I did not use Woodland Brown for this first dyeing session and was surprised how purpley the colours became.  The fabrics used below are organza, Habotai silk and cotton.

I started my second dyeing session having reread Leslie Morgan and Clare Benn's advice on tray dyeing.  Below you can see wet pieces of silk and organza finger twirled closely together in the tray, squirts of dye applied in several colours and the hanks of thread laid on the top.  This time I mixed the dye at double strength (2oz water and 2tsp. of dye powder) and let the fabrics remain for over four hours.

Below are some of the results of this session.


The next three images show the very subtle effects achieved when gold acrylic paint mixed with fabric binder are mono-printed on to silk and organza.  The fabric was placed on black paper so that the designs could be seen.  The designs I tried were groups of individual corkscrews, long looping spirals continued the length of the fabric and a rosette-style allover pattern.


Below are probably rejects, the colours are disappointing and not really connected to my colour palette.


Below, in image 3:14, the results of a lovely shopping expedition at The Knitting and Stitching Show in Harrogate.
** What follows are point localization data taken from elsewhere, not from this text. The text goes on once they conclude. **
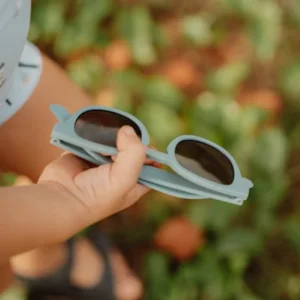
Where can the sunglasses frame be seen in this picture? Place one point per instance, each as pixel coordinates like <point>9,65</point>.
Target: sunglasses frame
<point>183,184</point>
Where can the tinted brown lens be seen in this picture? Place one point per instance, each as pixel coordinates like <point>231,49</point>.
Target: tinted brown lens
<point>102,126</point>
<point>205,161</point>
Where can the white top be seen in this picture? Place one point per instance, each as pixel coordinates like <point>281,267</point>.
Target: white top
<point>20,61</point>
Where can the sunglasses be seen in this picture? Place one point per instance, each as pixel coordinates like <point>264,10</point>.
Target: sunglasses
<point>201,169</point>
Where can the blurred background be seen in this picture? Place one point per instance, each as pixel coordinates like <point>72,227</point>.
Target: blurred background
<point>227,70</point>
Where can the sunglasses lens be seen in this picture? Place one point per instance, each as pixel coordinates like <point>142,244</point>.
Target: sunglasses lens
<point>205,161</point>
<point>102,126</point>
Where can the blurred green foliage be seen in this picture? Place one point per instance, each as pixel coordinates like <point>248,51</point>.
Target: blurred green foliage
<point>228,47</point>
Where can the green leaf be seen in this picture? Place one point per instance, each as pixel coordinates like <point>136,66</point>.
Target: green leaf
<point>157,118</point>
<point>270,154</point>
<point>289,82</point>
<point>48,18</point>
<point>157,276</point>
<point>292,232</point>
<point>245,8</point>
<point>203,116</point>
<point>239,240</point>
<point>91,13</point>
<point>160,90</point>
<point>73,38</point>
<point>130,80</point>
<point>211,275</point>
<point>265,30</point>
<point>196,29</point>
<point>124,101</point>
<point>136,25</point>
<point>212,215</point>
<point>227,79</point>
<point>87,72</point>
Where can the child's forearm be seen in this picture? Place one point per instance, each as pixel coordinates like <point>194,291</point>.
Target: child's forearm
<point>36,215</point>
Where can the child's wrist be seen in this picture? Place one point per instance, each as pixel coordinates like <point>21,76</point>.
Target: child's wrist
<point>71,210</point>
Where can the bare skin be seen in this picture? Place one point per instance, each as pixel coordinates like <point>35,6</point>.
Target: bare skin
<point>25,149</point>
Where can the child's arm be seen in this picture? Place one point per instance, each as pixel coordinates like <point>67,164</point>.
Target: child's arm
<point>25,138</point>
<point>69,197</point>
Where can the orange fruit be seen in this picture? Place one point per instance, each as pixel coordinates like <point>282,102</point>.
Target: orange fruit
<point>117,55</point>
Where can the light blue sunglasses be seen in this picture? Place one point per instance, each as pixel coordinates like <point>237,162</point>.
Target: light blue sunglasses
<point>201,168</point>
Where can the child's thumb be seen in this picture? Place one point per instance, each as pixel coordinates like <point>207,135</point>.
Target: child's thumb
<point>129,161</point>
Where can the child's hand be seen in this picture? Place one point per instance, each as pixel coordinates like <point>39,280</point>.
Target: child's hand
<point>104,190</point>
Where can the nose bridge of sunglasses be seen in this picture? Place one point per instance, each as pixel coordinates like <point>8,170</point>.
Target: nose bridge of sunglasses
<point>60,112</point>
<point>158,156</point>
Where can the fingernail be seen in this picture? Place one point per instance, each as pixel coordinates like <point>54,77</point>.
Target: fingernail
<point>129,130</point>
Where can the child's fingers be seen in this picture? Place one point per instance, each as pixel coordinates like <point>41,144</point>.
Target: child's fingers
<point>128,164</point>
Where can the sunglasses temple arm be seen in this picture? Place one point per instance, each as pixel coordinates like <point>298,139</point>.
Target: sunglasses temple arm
<point>157,156</point>
<point>60,112</point>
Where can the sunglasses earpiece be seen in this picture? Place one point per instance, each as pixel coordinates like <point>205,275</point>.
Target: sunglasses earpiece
<point>60,112</point>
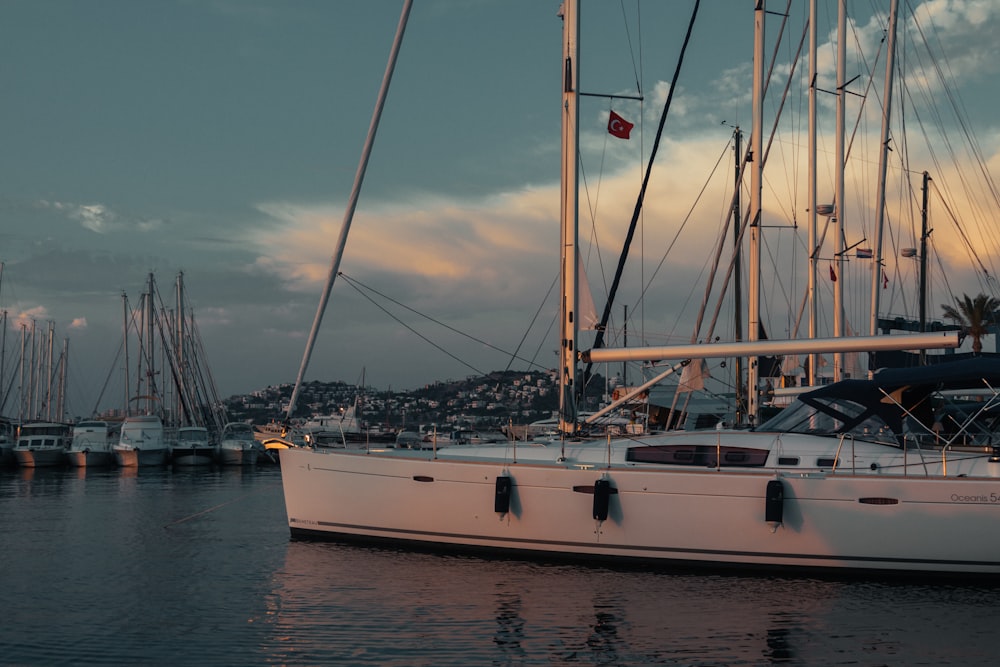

Beautiful icy blues, metallic threads and beads and sequins.

 Below in 3:15 and 3:16 are two sets of hand-dyed threads -- complete with beautiful sunshine coming through the conservatory window, Spring's on its way.

As I've worked through this chapter I've begun to see in my mind's eye the fine running threads in brown and gilt and icy blue enriching the surface and hopefully these moody fabrics will fit the bill. Having needed a black undersheet to photograph the organza pieces it occurs to me that maybe I will need to consider layering from the very start? Possibly even consider dyeing some velvet and including that in my designs?

Sunday, 15 February 2015

Chapter 2 : Computer Generated Designs

 A few years ago when I took my photography course we spent a session designing, mostly little more than playing, and so it was great fun to return to using the computer in that way. The first image in this sequence (2:21) is one of the experiments from that time and strangely enough the flowing loops and spirals here are what I found myself making on my mono-printing on paper and as you'll see later on fabric.

Below is the same  flowing looping line this time tried out using Scribbler Too.
And now back to Photoshop where I've modified a simple drawing of four spirals and then simply played with a number of treatments.  It's been possible to vary the thickness of the brush from thick and floppy to the delicate mark created by a single hair.  The spirals' tones can be made more muted,(2:24) or gorgeously alight (2:26), fragmented (2:24), beaded (2:28) or deeply textural (2:27).



Now for more fragmentation, the spiral ripple in a pool and below 2:29 four examples of the shapes being manipulated - whirled, stretched and contracted.